Instacart’s Soaring Debut and What it Means for the IPO Market
Instacart’s stocks experienced a 40% surge over its initial public offering (IPO) price on its first trading day, a significant leap from its pre-IPO valuation at $10.2 billion. This rise, along with Arm’s successful debut, may offer a glimmer of hope for the IPO market that has been dormant for two years.
A Trip down Memory Lane
The recent triumphant IPOs of Instacart and Arm, which saw a nearly 30% increase, harken back to the pandemic era where startups’ valuations skyrocketed and investors were eager to invest in unprofitable companies with promising growth. However, aggressive rate hikes by the Federal Reserve to combat inflation led to a freeze in the IPO market, similar to the aftermath of the dot-com bust.
The Thawing Begins
But Instacart and Arm’s successes may indicate a thaw in the IPO market.
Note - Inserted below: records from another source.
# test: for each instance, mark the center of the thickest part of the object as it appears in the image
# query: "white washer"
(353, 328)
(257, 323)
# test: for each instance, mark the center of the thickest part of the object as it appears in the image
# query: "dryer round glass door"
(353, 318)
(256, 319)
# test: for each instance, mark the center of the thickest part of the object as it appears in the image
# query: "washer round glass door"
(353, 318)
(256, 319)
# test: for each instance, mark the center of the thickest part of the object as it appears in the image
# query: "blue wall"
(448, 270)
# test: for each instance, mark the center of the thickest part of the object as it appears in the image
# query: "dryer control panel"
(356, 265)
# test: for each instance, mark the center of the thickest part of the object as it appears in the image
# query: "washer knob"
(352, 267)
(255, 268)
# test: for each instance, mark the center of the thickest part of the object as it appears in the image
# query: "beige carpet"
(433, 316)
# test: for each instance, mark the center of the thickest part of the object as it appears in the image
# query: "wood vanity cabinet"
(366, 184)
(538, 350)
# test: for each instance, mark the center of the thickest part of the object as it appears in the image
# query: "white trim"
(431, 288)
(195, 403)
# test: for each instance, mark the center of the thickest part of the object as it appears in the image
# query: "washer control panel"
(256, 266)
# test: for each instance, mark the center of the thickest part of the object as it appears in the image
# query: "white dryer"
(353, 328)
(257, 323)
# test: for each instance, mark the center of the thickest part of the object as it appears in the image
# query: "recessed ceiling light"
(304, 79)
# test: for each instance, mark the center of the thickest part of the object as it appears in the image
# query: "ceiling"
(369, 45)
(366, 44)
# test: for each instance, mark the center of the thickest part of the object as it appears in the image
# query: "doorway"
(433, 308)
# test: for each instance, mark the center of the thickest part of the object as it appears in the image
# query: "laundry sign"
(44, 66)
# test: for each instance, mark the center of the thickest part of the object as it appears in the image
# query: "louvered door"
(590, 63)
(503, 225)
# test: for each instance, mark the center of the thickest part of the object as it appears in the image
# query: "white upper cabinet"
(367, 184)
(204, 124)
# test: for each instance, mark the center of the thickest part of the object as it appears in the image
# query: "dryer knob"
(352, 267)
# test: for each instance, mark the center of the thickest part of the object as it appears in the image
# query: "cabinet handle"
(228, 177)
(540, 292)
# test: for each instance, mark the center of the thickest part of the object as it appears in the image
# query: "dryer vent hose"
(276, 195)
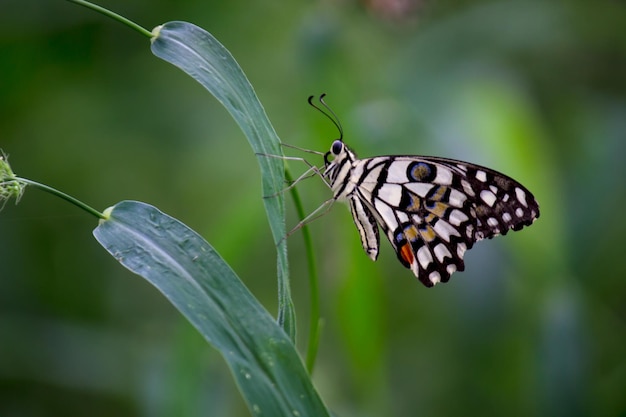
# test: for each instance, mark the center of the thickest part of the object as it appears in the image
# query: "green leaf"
(201, 56)
(190, 273)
According to Christian Munafo, the chief investment officer of Private Shares Fund, the performance of these newly-public companies will be closely observed by venture capital firms, stock market investors, and private companies considering an IPO. The current focus is on trading above IPO prices, as it would indicate the market’s appetite.
The Real Test: Instacart
While Arm’s IPO was successful, it isn’t a standard case due to its history on the London Stock Exchange and decades of operation. Instacart, on the other hand, is a better indicator of market sentiment. Craig Coben, former global head of equity capital markets at Bank of America, emphasized the importance for companies to demonstrate a track record of profitability before testing investors in the current stage of the market.
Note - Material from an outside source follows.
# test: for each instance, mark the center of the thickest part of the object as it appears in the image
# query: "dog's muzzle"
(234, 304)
Momentum Builds, But No Guarantee for a Tidal Wave of IPOs
However, even if companies like Arm, Instacart, and the upcoming Klaviyo’s IPO perform well, it doesn’t necessarily mean a return to the IPO frenzy experienced during the pandemic. Rachel Gerring, EY Americas IPO Leader, noted that these companies are profitable, well-scaled, and have name recognition, making them ideal for investors in a more risk-averse environment.
However, the macroeconomic environment, including high borrowing costs and potential rate increases, could have a larger impact on the market than individual companies. The uncertainty surrounding the extent and duration of the Fed’s actions could influence companies’ ability to forecast.
The successful debuts of Instacart and Arm, along with the upcoming Klaviyo IPO, are indeed encouraging signs for the IPO market. However, it’s essential to keep in mind that these are still early days. The broader economic environment and regulatory factors will undoubtedly play crucial roles in shaping the future of the IPO market.